Le document 3 permet de préciser son action sur la glycémie. Chez un diabétique dont la glycémie initiale est d’environ 13 mmol/L (soit environ 2,3 g/L), on constate que la perfusion en continu de GLP1, poursuivie pendant quatre heures, entraîne une baisse constante de la glycémie jusqu’à atteindre une valeur de l’ordre de 5 mmol/L (soit 0,9 g/L).

Le placebo étant quasiment sans effet, cela prouve que la baisse de la glycémie est bien due à GLP1.

GLP1 et une hormone hypoglycémiante. Il reste à déterminer son mode d’action.

Remarque

La perfusion a été réalisée chez des individus à jeun, où la sécrétion naturelle de GLP1 est absente.

La perfusion continue de GLP1 agit sur la sécrétion des hormones pancréatiques. Elle a pour effet :

d’augmenter la concentration d’insuline ;

de diminuer la concentration de glucagon.

L’insuline est une hormone hypoglycémiante alors que le glucagon est une hormone hyperglycémiante.

L’action de GLP1 sur la glycémie est donc due à une stimulation de la sécrétion d’insuline par les cellules bêta et à l’inhibition de celle du glucagon par les cellules alpha du pancréas.

Le document 3 montre également qu’au bout de deux heures, l’action de la GLP1 sur les cellules alpha et bêta diminue, bien que la perfusion soit la même. Elle devient presque nulle lorsque la glycémie est devenue normale (0,9 g/L). L’action de cette hormone sur les cellules pancréatiques est donc importante lorsque la glycémie est élevée et diminue lorsque celle-ci baisse. Cette hormone GLP1 ne risque donc pas d’entraîner une hypoglycémie

III. Deuxième effet de GLP1

On peut penser que les rats Zucker, comme les patients diabétiques, ont un pancréas avec un nombre réduit de cellules bêta fonctionnelles. Le pourcentage de cellules bêta en prolifération – donc en cours de division – passe de 1,3 % à 1,8 % environ sous l’action de GLP1, soit une augmentation de plus de 30 %. Cela entraîne une augmentation de la masse des cellules bêta du pancréas qui passe de 7,5 mg à 12 mg environ. La GLP1 stoppe la destruction des cellules bêta mais elle rétablit au moins partiellement – en un temps non précisé dans le document –, leur nombre. La GLP1 augmente donc les capacités de production d’insuline du pancréas du rat diabétique.

Bilan

La GLP1 est une hormone qui, très rapidement, stimule la sécrétion d’insuline et inhibe celle du glucagon lorsque la glycémie est élevée. À plus long terme, elle entraîne une augmentation du nombre de cellules bêta et, par-là, augmente les capacités de production d’insuline par le pancréas des diabétiques.

Ces propriétés hypoglycémiantes font qu’elle pourrait être utilisée, a priori, dans le traitement des diabétiques de type II présentant une sécrétion de base d’insuline.
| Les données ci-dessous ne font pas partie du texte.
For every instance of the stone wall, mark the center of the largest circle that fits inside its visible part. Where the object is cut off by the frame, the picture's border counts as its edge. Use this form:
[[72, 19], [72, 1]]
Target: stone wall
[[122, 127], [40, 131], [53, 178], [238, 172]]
Physiologiquement, cette hormone est produite après un repas, donc à un moment où la glycémie risque d’augmenter ; mais son efficacité est limitée dans le temps car, comme l’indique le document 2, elle est rapidement inactivée (dégradation en deux minutes). On peut donc penser qu’il en serait de même pour la GLP1 injectée dans l’organisme. Cela limite son utilisation comme médicament antidiabétique.

Remarque

Notez que, dans l’expérience du document 3, on réalise une perfusion continue de GLP1, ce qui compense sa destruction.

La sitagliptine, en inhibant l’enzyme DPP4, s’oppose à la dégradation de GLP1 sécrétée naturellement après un repas. Elle entraîne une augmentation de sa durée de vie et par là de sa concentration. Ainsi, l’action hypoglycémiante de GLP1 est prolongée et plus intense, ce qui limite les risques d’hyperglycémie des diabétiques. En outre, cette action plus durable et plus forte de l’hormone GLP1 grâce à la sitagliptine a pour effet de rétablir, au moins partiellement, le contingent de cellules bêta fonctionnelles du pancréas.